The retired Air Force Colonel wore her uniform as she visited veterans at the Arizona Veterans Home in Tucson today.
 
She said, “I think if we can just spend a moment in the day to reflect on those who are protecting those freedoms that we have.  We have the freedom to go shopping today.  We have the freedom to have a barbeque and swim in the pool.  We have the freedom to take a day off from work, if you have a job and we have, I think to just take a moment and remind ourselves of those who paid the ultimate sacrifice in order to protect those freedoms."
       
Mc Sally's audience included veterans whose service reaches more than 70 years---back to World War 2.
 
B-17 Bombers had to fly straight and level to their targets while fighters and anti aircraft guns tried to make sure they'd never make it.
       
Adenito Chavez was able to shoot back from one of the most dangerous spots on the plane--squeezed into a ball turret so tight he couldn't wear his parachute.
        
But sitting in the clear plastic ball protruding from the bomber’s belly gave him quite a view.
 
“I saw all the action and I saw the engines on fire so I said it's time to get out  so I got up and put my parachute on and took off."

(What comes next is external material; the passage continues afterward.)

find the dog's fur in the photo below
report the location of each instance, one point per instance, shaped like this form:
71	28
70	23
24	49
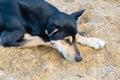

He spent 14 months in Stalag 17 an infamous German Prisoner of War camp. The POWs kept working to escape so they’d keep the Germans busy.
 
"We still fought but we were in the prison camp.  Because they had to have guards to guard us  and the more of us that were there the more they had to put on."
        
92 year old Henry Richards did the dangerous dirty job of an infantryman in Italy--- a foot soldier whose life depended on finding protection from flying bullets. 
 
He says,"It was mostly behind rocks, behind trees, behind the tree trunk, and stuff like that.”
       
He was wounded in the hip and knocked out of action.
 
"It was nothing but danger, danger, danger, danger because of my position as an infantryman. That why I say there was no glamor.  It's not like the Air Force where you wave and say, See you, do a good job fellas."
       
But both men outlived the danger.  Now they are among the dwindling number of World War Two vets who remember the sacrifices 70 years ago.